At the end of the 24-h incubation period, the MTT [3-(4,5-dimetylthiazol-yl)-diphenyl tetrazolium bromide] assay was performed to quantify cellular viability (23,33).

    Measurement of cellular GSH level. To determine the cellular antioxidant potentials, cellular total GSH was measured using a 5,5'-dithio-bis(2-nitro-benzoic acid) assay with a minor modification (13,34,35). Total GSH in acid-soluble extracts was determined by an enzymatic recycling assay using a commercially available kit (Dojindo Laboratories). Parallel measurements of GSH standards were performed to quantify total GSH expressed as nmol/mg cell protein.

    Preparation of nuclear protein extract.
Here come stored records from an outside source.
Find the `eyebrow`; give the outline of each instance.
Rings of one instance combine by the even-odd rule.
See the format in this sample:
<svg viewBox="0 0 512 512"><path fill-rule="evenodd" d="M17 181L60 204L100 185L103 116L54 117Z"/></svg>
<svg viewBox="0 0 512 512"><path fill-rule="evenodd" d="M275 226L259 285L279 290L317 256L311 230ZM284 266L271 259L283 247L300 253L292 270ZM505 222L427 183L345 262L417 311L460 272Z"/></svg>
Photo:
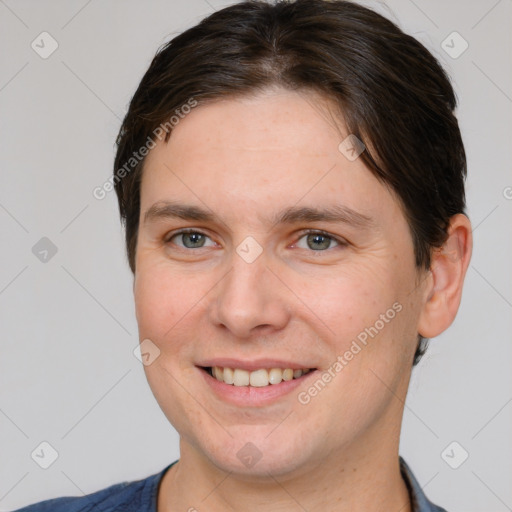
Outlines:
<svg viewBox="0 0 512 512"><path fill-rule="evenodd" d="M215 220L215 215L198 206L159 201L146 210L144 223L173 218L211 222Z"/></svg>
<svg viewBox="0 0 512 512"><path fill-rule="evenodd" d="M173 218L199 222L214 222L217 219L214 213L204 208L169 201L159 201L144 213L144 223ZM270 218L270 222L272 225L298 222L339 222L358 229L370 229L376 226L373 218L344 205L325 208L291 206Z"/></svg>
<svg viewBox="0 0 512 512"><path fill-rule="evenodd" d="M334 205L325 208L294 206L285 209L274 217L274 224L292 224L297 222L339 222L359 229L375 226L375 222L371 217L344 205Z"/></svg>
Nuclear protein extracts were prepared by a detergent lysis procedure from HUVEC (13,36). Cells were washed with PBS, lysed in HEPES buffer, and incubated on ice for 10 min. Nuclei were centrifuged at 8000 x g for 20 min. The cytosolic fraction was collected and proteins of nucleus pellets were extracted with vigorously shaking in a high-salt buffer at 4°C for 20 min. The nuclear debris was pelleted at 8000 x g for 20 min and the supernatant was stored at –70°C.
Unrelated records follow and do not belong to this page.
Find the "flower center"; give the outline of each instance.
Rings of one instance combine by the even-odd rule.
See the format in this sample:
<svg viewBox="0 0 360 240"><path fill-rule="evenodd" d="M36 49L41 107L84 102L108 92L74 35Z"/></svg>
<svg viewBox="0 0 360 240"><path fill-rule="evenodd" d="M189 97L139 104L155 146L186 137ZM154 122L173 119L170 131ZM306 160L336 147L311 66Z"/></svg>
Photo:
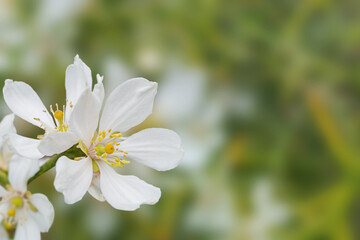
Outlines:
<svg viewBox="0 0 360 240"><path fill-rule="evenodd" d="M65 124L65 121L64 121L64 119L65 119L64 112L65 112L66 107L65 107L65 105L63 105L63 110L59 110L59 105L57 103L55 104L55 106L56 106L56 110L54 111L53 106L50 105L50 112L54 116L55 125L56 125L54 130L55 130L55 132L66 132L69 128L69 126L67 124ZM73 107L72 103L70 103L70 107L71 108ZM44 109L43 111L47 112L46 109ZM40 118L34 118L34 120L39 121L41 123L40 127L42 129L44 129L45 131L48 129L52 129L51 127L46 125L44 123L44 121L42 121ZM43 137L44 137L43 135L38 136L39 139L41 139Z"/></svg>
<svg viewBox="0 0 360 240"><path fill-rule="evenodd" d="M101 156L104 153L112 154L115 151L114 145L108 143L105 146L103 144L98 144L94 147L97 156Z"/></svg>
<svg viewBox="0 0 360 240"><path fill-rule="evenodd" d="M111 129L108 131L100 131L99 134L95 133L89 150L81 148L83 151L90 156L94 162L93 170L98 170L96 167L96 161L102 160L107 163L109 166L119 168L124 167L126 163L130 163L130 161L125 160L127 157L127 152L124 152L120 148L120 143L124 139L122 138L122 134L119 132L112 132ZM81 146L82 144L80 144Z"/></svg>
<svg viewBox="0 0 360 240"><path fill-rule="evenodd" d="M27 191L25 194L17 192L10 185L7 186L10 193L4 196L1 203L8 202L9 208L6 214L3 215L2 225L6 230L10 231L16 228L19 221L24 221L27 218L26 211L30 209L33 212L37 212L37 208L30 202L29 196L31 193ZM24 212L25 209L26 211Z"/></svg>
For the determination of p53 localization, Western blot analysis was carried out with nuclear protein extracts and cytosolic protein fraction using anti-human phospho-p53 (1:1000 dilution; Cell Signaling Technology).
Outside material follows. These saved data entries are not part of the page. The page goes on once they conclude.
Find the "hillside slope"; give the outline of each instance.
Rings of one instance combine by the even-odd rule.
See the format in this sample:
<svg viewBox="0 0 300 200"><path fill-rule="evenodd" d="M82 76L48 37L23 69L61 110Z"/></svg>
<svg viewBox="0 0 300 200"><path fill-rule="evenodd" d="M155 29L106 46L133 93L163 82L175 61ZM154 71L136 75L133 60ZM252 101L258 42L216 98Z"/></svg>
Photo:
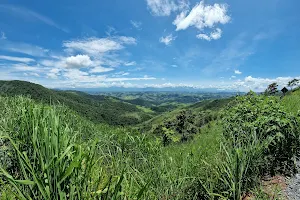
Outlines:
<svg viewBox="0 0 300 200"><path fill-rule="evenodd" d="M218 118L220 116L218 112L233 99L234 97L216 100L203 100L190 106L177 108L143 122L139 125L139 129L143 132L152 132L153 129L161 124L176 121L177 116L182 113L185 113L185 115L192 117L190 118L190 120L192 120L192 124L200 128L206 123Z"/></svg>
<svg viewBox="0 0 300 200"><path fill-rule="evenodd" d="M64 104L93 122L110 125L134 125L153 116L152 113L115 97L77 91L56 91L25 81L0 81L0 95L29 95L39 102Z"/></svg>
    Immunocytochemistry. Cells were rinsed with PBS and permeabilized with a buffer of 0.1% Triton X-100 and 0.1% sodium citrate for 2 min on ice. HUVEC were fixed with 4% ice-cold formaldehyde for 30 min. After fixed cells were washed with PBS containing 0.2% Tween 20 (PBS/T), mouse anti-human phospho-p53 (1:100 dilution; Cell Signaling Technology) in 25% goat serum was added to cells, and incubated overnight at room temperature. Cells were washed with PBS/T and incubated with Cyanine 3-OSu conjugate-goat anti-mouse IgG (1:1000 dilution; Rockland) in TBS as a secondary antibody. Images were obtained with an Olympus BX50 microscope with differential interference contrast and reflected light fluorescence.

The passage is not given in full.